As recently as a couple of weeks ago, someone ran a rather furious task of updating a lot of information on the database I help to manage and where we all together decided to cancel the task after a couple of hours. You want to know what was the result of the cancelation ? Almost a 6 hours of waiting for transaction to finish. And topping of this cake was of course the fact, that the Database was in Availability Group. :)

Introducing ADR – Accelerated Database Recovery

Accelerated Database Recovery is new mechanism that is being developed for Azure SQL Databases and SQL Server 2019, that potentially will allow to cut the time to recovery from the canceled/rolled-back transactions and the time we spent on database recovery.

Building on the impeccable paper of ARIES with Write-Ahead Logging – Panagiotis with Christian, Hanuma and several others have built Constant Time Recovery in Azure SQL Database which with the help from the marketing because Accelerated Database Recovery as ADR instead of long-time expected original CTR :) The whole idea behind the Accelerated Database Recovery is to help to greatly improve the time spent on the recovery by paying dues ahead of time, with the help of the Persistent Version Store, which will store the intermediate versions of the modified rows within the same database where ADR is enabled.

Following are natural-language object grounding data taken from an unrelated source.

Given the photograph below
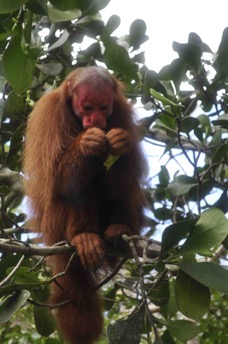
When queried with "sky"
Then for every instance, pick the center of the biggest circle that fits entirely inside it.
(168, 21)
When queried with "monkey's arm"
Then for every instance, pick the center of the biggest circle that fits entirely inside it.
(80, 162)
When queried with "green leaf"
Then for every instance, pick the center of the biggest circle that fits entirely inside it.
(163, 99)
(182, 329)
(112, 24)
(117, 59)
(18, 67)
(210, 230)
(176, 232)
(14, 104)
(209, 274)
(127, 331)
(57, 16)
(190, 53)
(137, 33)
(163, 176)
(8, 6)
(182, 185)
(177, 72)
(12, 303)
(44, 321)
(51, 68)
(160, 294)
(192, 297)
(188, 124)
(70, 4)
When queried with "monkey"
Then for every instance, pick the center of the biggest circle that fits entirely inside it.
(71, 133)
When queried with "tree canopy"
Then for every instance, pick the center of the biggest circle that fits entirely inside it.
(169, 291)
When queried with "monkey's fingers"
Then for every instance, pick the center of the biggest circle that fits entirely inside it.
(93, 142)
(90, 248)
(120, 141)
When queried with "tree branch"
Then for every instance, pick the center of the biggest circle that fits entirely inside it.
(152, 248)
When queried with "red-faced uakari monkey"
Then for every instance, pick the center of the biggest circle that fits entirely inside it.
(74, 197)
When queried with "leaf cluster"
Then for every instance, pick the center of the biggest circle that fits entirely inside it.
(159, 299)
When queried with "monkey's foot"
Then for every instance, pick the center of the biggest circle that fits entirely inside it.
(90, 248)
(113, 233)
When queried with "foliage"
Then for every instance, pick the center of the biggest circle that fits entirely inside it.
(161, 298)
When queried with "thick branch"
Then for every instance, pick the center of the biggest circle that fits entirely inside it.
(10, 245)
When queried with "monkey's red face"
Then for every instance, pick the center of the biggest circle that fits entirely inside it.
(93, 105)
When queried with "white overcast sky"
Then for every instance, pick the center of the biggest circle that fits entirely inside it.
(168, 21)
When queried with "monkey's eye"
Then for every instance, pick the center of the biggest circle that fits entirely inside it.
(88, 107)
(104, 107)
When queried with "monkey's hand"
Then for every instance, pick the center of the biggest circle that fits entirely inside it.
(119, 140)
(90, 248)
(93, 142)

On the left side, I have included an image from the Original Microsoft Article on Accelerated Database Recovery, describing the principle phases of the Rollback process, that contains the following major phases:

– Analysis
– Redo Lock Acquisition
– Physical Redo
– Undo

Analysis

The very first recovery phase identifies the transactions to be rolled back and the LSN of the oldest modified page. This process will scan the log starting from the last completed checkpoint with the Oldest Modified Page LSN to recovery the needed transactional information.

Redo

The Accelerated Database Recovery Redo Phase consist of the 2 phases. The first one is the Redo Lock Acquisition and the second is the real Physical Redo operation. Once we have the Oldest Modified Page LSN from the Analysis phase, we should process the log forward looking for the required version of the data page, but in the reality and in order to guarantee a better consistency, the Redo process will start working even from the earlier phase, which potentially can slower it’s performance significantly.

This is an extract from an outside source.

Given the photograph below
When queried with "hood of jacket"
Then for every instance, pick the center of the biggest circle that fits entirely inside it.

In SQL Server 2017 the Redo process has been already improved to be run in parallel, but the fact that the focus of the processing starts on the LSN of the oldest active transaction, meaning that a huge amount of potentially unnecessary work & recovery time will be spent on comparison between the Page LSN with the LSN of the processed log record.

The Redo phase is responsible to recover the data right to point in time when the failure took place.

Undo

The Undo phase will deliver the full rollback to any active non-completed transactions at the time of the Cancelation/Failure. The Undo can be executed while database is already available for user queries and it will eventually block them in cases if they are trying to access the modified data, which Undo processing has not finished yet.

The Undo will scan the log backwards and undo each log record individually in reversed sequence. This guarantees that the time for Undo processing will be largely equal to the size of the biggest uncommitted transaction. There are some additional mechanisms involved in this process, such as Compensation Log Records (CLR), that will guarantee the recoverability of the database, even if the server/database will go down again.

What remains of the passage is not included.